L’enquête précise que le mécanisme central de ce phénomène est l’épissage alternatif. Trata est une sorte de « coupe et couture » ​​moléculaire dans laquelle la cellule décide quelles parties d’une instruction génétique seront utilisées pour former des protéines. Les résultats indiquent que cette édition se produit de manière prévisible et systématique, variant en fonction de l’espérance de vie maximale de chaque espèce analysée.

Comprendre le fonctionnement du corps humain nécessite de regarder au-delà de la simple présence d’un gène. Les séquences génétiques des personnes Todas sont capables de générer plusieurs modèles de produits protéiques grâce à un épissage alternatif.
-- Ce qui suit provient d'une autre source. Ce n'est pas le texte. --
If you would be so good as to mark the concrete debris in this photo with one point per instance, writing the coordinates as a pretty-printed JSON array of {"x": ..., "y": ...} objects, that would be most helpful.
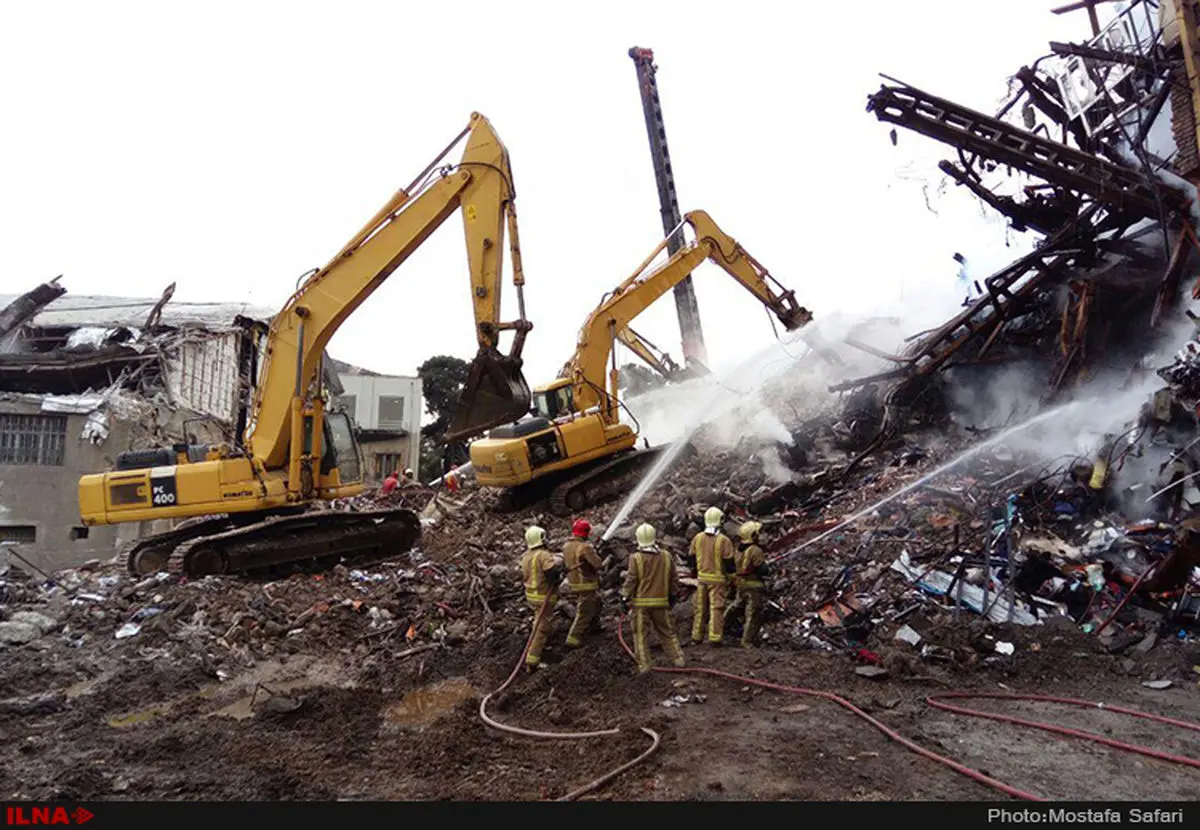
[{"x": 913, "y": 533}]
Quando un gène est transcrit à un stade précoce, la machinerie cellulaire sélectionne quels segments, appelés exons, doivent être conservés et lesquels seront écartés dans la version finale.
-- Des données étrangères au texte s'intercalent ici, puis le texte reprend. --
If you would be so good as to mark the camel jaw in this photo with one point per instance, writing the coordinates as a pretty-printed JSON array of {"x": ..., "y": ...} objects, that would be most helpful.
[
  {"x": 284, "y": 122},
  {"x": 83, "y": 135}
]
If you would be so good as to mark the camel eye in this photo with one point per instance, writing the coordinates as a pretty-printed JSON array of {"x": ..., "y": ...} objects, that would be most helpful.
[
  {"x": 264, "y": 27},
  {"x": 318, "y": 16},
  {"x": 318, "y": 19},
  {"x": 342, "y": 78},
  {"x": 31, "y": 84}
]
  • L’épissage fonctionne comme un ensemble de blocs de construction.
  • Les combinaisons Diferentes du même gène créent des protéines de formes différentes.
  • Les variantes Essas sont techniquement appelées isoformes ou variantes.
  • Cerca de 95 % des gènes humains possédant plusieurs sites d’édition subissent ce processus.
  • Les Erros dans cette « couture » moléculaire sont liés à environ 15 % des maladies génétiques et des cancers.

Le processus élargit considérablement la diversité des protéines disponibles dans l’organisme à partir d’un nombre limité de gènes. Até À l’époque, la science se concentrait surtout sur l’activation ou la désactivation de gènes pour expliquer le vieillissement. La nouvelle étude Este met l’accent sur la qualité et la méthode d’édition de ces messages, suggérant que l’efficacité de ce système dicte la durée pendant laquelle un organisme peut résister à l’usure biologique.

ADN
ADN – romakhan3595/shutterstock.com

Diferenças entre les espèces à courte et longue durée de vie sont identifiées dans l’étude

Les chercheurs ont cherché à comprendre s’il existait une tendance systématique dans l’épissage des différences entre les mammifères ayant des durées de vie différentes. La comparaison entre les 26 espèces a révélé que les animaux qui vivent plus longtemps ont une précision et un modèle d’édition génétique nettement différents de ceux qui vivent moins longtemps. Isso indique que la longévité n’est pas seulement une question de « chance » génétique, mais plutôt une programmation spécifique de la façon dont les instructions sont lues.

La découverte de Essa ouvre la voie à des interventions contre les maladies liées au vieillissement. Si la science parvient à déterminer comment les espèces à longue durée de vie maintiennent l’intégrité de cette modification génétique, il sera possible, à l’avenir, de développer des traitements imitant ce comportement chez l’homme. La recherche renforce le fait que le mécanisme moléculaire qui détermine la durée de vie maximale n’est pas lié à un seul niveau biologique, mais est réparti entre l’activité du gène et son édition ultérieure.

Longévité biologique Eixo fonctionne de manière indépendante chez les mammifères

L’étude a isolé le phénomène d’édition génétique des variations d’expression, prouvant qu’il s’agit de processus indépendants. Isso signifie que deux animaux peuvent activer le même gène, mais la façon dont leurs cellules « éditent » le résultat final fera la différence pour déterminer qui vivra plus longtemps. Il s’agit d’un niveau de contrôle biologique que la science commence encore à complètement élucider.

La pertinence clinique de cette découverte est élevée pour le traitement des affections dégénératives. L’erreur d’épissage Como est déjà un facteur connu dans des pathologies graves, comprendre sa relation avec la longévité naturelle peut transformer la médecine préventive. L’objectif est désormais d’identifier quelles protéines spécifiques générées par ce processus de découpe et de couture sont essentielles au maintien de fonctions cellulaires stables pendant des décennies.